Comparing Machine Learning and Linear Regression Approaches To Predicting Violent Crime Rates

Executive Summary:

Predicting crime, and in particular violent crime, has a long history in the literature of many social sciences. And for good reason, as crime rates have been of practical interest to the American public since at least 1870. Typically linear regression models would be estimated to predict a continuous numerical variable like crime rates. More recently though computer algorithms, especially machine learning models, have been researched as a way to predict crime in the US. This analysis compares an ordinary least squares estimated linear regression model to five machine learning models on their ability to predict violent crime rates in the US using variables from the US Census. The linear regression model was competitive with the non-ensemble method machine learning models, but surpassed by the GLM Boosting and Random Forest models. This suggests that the high variability in the dataset, likely due to correlations between racial concentration, family structure, and violent crime is best handled by ensemble models that improve upon weak base learner models.

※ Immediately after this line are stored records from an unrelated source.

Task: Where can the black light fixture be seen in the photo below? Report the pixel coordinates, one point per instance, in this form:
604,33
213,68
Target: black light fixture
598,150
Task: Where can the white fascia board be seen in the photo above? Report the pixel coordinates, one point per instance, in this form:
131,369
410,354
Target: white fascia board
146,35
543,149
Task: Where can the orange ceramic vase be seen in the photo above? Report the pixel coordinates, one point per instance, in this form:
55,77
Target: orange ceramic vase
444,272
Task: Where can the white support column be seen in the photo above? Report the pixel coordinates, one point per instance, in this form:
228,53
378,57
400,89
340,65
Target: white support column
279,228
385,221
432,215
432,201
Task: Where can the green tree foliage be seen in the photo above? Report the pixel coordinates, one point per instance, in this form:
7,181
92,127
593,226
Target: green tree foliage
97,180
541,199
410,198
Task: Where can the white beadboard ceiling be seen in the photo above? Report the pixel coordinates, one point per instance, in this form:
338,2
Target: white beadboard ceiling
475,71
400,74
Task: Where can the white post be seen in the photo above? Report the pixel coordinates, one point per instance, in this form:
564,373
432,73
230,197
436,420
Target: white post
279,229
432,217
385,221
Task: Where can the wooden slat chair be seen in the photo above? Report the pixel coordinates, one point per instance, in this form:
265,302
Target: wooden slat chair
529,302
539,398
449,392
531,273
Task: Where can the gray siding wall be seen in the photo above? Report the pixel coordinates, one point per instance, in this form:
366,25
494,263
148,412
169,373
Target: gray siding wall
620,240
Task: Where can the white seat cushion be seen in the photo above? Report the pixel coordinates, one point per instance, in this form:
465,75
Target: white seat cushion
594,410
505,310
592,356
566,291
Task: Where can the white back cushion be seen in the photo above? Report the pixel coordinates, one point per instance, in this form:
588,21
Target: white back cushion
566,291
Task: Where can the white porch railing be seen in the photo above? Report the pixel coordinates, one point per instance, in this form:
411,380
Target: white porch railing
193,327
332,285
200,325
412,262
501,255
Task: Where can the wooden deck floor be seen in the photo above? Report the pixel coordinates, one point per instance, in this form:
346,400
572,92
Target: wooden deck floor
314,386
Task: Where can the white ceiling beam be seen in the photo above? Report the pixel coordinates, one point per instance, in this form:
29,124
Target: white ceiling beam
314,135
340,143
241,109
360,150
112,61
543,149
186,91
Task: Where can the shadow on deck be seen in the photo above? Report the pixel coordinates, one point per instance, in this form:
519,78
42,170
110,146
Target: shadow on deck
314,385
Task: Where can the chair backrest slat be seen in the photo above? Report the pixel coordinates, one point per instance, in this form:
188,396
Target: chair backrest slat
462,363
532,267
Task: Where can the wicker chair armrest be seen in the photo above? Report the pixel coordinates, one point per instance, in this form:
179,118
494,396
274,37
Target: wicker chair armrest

Predicting crime rates is probably a hope as old as measuring crime. According to a 1977 publication by Michael Maltz, an Associate Professor at the University of Illinois at Chicago Circle, Congress brought Federal attention to crime reporting in June of 1870 when they passed PL 41-97. The law established the Department of Justice and an obligation for the US Attorney General to report national crime statistics to Congress. The law was mostly ignored until sentiments that crime was rising in the 1920s and 30s led Congress in June of 1930 to task the Federal Bureau of Investigation (FBI) with collecting and disseminating crime statistics. Earlier that year the International Association of Chiefs of Police alongside the Social Science Research Council had published the first version of what we know today as the FBI’s Uniform Crime Report.

There is a rich history of crime prediction approaches in the literature. More recently researchers have advocated the benefits of applying machine learning models to predicting crime rates.

This analysis relies heavily on the 1995 US FBI Uniform Crime Report, as well as the 1990 US Census and the 1990 US Law Enforcement Management and Administrative Statistics Survey. This same dataset was used by Redmond and Highley in 2010 to apply Case-Editing approaches to predicting violent crime rates. Violent Crime Per Person is predicted for 443 jurisdictions using six models, including ordinary least squares linear regression and machine learning algorithms. The models are evaluated based on the R-squared and Root Mean Squared Errors of their predictions.

Data Materials

The analyzed dataset was donated by Michael Redmond of LaSalle University and can be downloaded here. Within are 123 potential predictor variables obtained from the 1990 US Census and the 1990 US Law Enforcement Management and Administrative Statistics Survey. There are 17 additional dependent variables, including values for violent crime per person in most of the 2215 jurisdictions aggregated.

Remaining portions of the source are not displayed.